If physical therapy fails options include manipulation under anaesthesia (MUA), arthroscopic lysis of adhesions and open lysis of adhesions. Although MUA and surgery can be successful, the resulting increase in inflammation may cause scar tissue to rapidly return and symptoms can worsen.

Pharmacological interventions such as anti-inflammatory medications and supplements are increasingly used to treat arthrofibrosis. Biologics that reduce the signalling of the major inflammatory cytokines TNF-α (Simponi, Humira) and IL-1β (anakinra) are promising treatments. Consultation with a rheumatologist can help to determine appropriate medications.

== After knee replacement ==
Arthrofibrosis can occur after total knee replacement or partial knee replacement, when excessive scar tissue (collagen fibril) deposition occurs in and around the knee. This can be accompanied by shortening of the patellar tendon (patella baja/infera) which can also contribute to limited flexion. The rates of AF after TKA vary widely in the literature as there is no standard definition. One study's definition is a total range of motion (ROM) <90 degrees constitutes AF, another definition is flexion contracture >10 degrees, or inability to flex the knee >100 degrees. AF is a diagnosis of exclusion; before making a final diagnosis of arthrofibrosis, other causes of stiffness following knee replacement should be excluded (ex: infection, malposition of the implants, or mechanical block to motion).

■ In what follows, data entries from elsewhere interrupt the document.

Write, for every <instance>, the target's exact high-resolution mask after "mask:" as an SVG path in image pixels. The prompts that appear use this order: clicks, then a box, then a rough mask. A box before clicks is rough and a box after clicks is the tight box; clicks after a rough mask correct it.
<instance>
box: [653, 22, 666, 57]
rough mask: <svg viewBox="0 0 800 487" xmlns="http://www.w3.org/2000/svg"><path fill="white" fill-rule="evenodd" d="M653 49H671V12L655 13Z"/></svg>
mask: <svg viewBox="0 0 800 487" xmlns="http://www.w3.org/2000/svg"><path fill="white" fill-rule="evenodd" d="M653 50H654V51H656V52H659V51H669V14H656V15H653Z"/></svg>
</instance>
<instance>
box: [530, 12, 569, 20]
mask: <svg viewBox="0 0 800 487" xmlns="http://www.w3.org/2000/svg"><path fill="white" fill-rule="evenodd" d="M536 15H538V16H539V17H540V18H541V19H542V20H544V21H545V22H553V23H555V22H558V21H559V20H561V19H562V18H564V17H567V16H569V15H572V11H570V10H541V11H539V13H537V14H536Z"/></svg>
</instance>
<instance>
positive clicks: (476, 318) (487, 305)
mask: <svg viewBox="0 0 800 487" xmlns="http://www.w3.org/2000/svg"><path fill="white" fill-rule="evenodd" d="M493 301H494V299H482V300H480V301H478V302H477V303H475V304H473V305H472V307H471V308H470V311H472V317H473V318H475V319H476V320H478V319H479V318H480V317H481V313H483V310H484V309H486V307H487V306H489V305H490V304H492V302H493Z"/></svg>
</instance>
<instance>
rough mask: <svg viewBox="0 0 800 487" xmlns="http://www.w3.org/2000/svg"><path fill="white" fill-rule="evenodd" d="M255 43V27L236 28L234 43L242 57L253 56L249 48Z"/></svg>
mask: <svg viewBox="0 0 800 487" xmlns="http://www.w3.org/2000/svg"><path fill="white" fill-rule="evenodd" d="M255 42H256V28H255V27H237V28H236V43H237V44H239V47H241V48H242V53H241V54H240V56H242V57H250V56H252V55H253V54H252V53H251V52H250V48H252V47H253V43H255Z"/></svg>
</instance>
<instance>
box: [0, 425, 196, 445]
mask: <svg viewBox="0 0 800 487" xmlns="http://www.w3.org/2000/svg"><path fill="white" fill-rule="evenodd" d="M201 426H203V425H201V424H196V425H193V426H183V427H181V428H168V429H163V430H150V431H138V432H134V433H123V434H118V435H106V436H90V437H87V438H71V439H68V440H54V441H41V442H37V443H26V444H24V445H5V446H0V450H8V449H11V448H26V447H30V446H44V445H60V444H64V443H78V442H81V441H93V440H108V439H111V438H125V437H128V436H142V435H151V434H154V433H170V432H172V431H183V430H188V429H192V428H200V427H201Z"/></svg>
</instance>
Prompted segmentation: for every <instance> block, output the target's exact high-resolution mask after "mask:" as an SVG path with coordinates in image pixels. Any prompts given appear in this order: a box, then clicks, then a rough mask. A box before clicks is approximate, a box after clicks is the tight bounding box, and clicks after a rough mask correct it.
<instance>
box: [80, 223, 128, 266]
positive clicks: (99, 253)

In the case of AF after total knee arthroplasty (TKA) management traditionally consisted of aggressive physical therapy, and in the case that failed, manipulation under anesthesia (MUA). As discussed above, aggressive exercise is now avoided. The rates of MUA after TKA vary widely. There are several reasons for this: there is no definite consensus to when a MUA is required (different surgeons follow different indications), there is no standardized definition of arthrofibrosis (see above), and MUA is not always a reliable treatment. MUAs can lead to adverse outcomes, including fractures, rupture of tendons, damage to the prosthesis, heterotrophic ossification, muscle tears and bleeding and the return of scar tissue. For these reasons treatment patterns vary widely. MUA after TKA is more likely to be to be successful if performed in the first 8–12 weeks after surgery. After 12 weeks manipulation is much less likely to have an acceptable outcome.

If the fibrosis is chronic (more than 12 weeks) there is a decreased likelihood of success with MUA, and open lysis of adhesions is sometime performed. However, this carries with it the attendant risks of another open procedure (i.e., infection, blood clots, blood loss, etc.) and the return of scar tissue.